Here's a visual inspiration:

[–] AlecStewart1st 1 points 7 months ago (1 children)

Is ZFS on Linux getting better? I've heard mixed things. I use BTRFS on my daily driver, and I really like (ab)using the file compression with zstd.

[–] [email protected] 1 points 7 months ago (1 children)

I've been using ZFS for the past 3 years without any major issues. For my server, all my media is stored on a group of HDDs in an external HDD enclosure using RAIDz2. I currently use Proxmox, since I wanted a stable OS and it has support for ZFS baked-in.

My personal laptop has root on ZFS, running Arch. ZFS is a kernel module installed separately in this case. Since Arch is a rolling distro and I like messing around with it, I appreciate running a FS with snapshots where I can easily rollback when something breaks. Plus, ZFS supports native encryption!

[–] AlecStewart1st 1 points 6 months ago (1 children)

Plus, ZFS supports native encryption!

Hmm, I think that was the one I was wondering about. I use Gentoo, and when I was initially setting everything up on my machine, I saw there were a lot of caveats for using ZFS on linux from the Gentoo wiki entry on it. Maybe that's changed or those issues are no longer related to native encryption specifically.

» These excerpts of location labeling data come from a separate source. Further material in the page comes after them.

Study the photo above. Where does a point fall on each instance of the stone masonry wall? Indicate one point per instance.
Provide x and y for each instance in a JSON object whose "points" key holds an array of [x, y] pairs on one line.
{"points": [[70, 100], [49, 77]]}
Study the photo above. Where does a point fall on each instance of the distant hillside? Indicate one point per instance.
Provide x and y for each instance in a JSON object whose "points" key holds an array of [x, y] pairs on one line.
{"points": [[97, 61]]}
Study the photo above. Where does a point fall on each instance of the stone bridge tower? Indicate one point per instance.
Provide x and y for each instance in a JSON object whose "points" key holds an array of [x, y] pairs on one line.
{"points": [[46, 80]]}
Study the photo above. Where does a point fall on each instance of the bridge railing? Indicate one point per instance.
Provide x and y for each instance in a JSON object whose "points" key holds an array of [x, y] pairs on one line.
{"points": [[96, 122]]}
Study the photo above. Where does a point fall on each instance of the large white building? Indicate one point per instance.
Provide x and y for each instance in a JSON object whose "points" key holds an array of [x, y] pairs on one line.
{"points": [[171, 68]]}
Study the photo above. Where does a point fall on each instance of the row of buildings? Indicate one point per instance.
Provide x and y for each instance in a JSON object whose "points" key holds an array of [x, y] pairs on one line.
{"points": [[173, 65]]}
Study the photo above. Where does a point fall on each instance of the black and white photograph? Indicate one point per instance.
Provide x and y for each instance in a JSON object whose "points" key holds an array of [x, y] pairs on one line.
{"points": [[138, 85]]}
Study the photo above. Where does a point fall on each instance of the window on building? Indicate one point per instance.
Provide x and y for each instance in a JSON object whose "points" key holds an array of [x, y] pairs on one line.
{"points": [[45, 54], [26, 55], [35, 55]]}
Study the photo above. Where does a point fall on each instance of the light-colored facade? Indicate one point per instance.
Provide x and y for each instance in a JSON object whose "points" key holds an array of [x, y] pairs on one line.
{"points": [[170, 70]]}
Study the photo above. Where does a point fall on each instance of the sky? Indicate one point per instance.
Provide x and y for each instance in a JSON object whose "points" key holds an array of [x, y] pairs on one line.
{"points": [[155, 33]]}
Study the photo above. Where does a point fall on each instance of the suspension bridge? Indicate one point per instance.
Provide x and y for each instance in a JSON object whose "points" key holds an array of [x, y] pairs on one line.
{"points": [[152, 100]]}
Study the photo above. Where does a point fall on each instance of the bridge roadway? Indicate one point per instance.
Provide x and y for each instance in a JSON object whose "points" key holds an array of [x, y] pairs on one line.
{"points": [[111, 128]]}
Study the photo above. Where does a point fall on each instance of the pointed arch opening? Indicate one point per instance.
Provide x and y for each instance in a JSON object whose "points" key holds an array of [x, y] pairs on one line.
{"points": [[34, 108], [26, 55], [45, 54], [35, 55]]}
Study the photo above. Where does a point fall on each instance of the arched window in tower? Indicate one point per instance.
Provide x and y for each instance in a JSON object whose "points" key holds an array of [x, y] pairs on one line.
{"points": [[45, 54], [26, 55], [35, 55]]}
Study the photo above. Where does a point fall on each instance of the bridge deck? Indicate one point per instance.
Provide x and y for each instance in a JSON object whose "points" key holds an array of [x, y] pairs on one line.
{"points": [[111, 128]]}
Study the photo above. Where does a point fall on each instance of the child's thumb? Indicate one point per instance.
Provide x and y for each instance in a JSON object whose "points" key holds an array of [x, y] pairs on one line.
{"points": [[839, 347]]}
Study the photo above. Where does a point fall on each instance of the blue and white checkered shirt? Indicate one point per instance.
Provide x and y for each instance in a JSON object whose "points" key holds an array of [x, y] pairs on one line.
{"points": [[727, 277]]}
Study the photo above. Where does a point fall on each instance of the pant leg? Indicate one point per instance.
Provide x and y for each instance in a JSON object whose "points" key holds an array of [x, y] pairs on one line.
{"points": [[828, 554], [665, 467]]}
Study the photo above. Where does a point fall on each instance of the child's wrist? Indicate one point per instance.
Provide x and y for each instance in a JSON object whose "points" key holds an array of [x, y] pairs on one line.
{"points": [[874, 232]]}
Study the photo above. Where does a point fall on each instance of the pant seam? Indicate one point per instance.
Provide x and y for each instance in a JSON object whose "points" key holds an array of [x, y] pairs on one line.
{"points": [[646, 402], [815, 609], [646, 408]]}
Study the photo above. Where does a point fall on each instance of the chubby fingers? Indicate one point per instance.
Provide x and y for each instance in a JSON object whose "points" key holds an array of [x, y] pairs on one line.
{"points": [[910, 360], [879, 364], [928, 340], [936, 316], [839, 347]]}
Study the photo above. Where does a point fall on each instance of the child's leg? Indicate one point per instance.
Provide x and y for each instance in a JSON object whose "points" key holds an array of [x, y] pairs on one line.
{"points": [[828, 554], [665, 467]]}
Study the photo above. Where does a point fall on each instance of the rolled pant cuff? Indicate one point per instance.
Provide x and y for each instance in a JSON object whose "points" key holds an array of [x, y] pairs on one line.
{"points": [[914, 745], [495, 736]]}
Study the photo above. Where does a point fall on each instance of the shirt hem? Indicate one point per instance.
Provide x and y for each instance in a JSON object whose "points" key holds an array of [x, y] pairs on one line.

[–] [email protected] 1 points 6 months ago (1 children)

Those caveats/issues are definitely worrying. I don't think I have enough expertise to comment on them, unfortunately.

The wiki also says that native encryption is "unofficially discouraged by the community" and I'd be interested in learning more about that, but there's no source for that statement.

If you're interested in ZFS, I think it's definitely worth trying out on a secondary machine. There's a lot to learn, but I've found it worthwhile.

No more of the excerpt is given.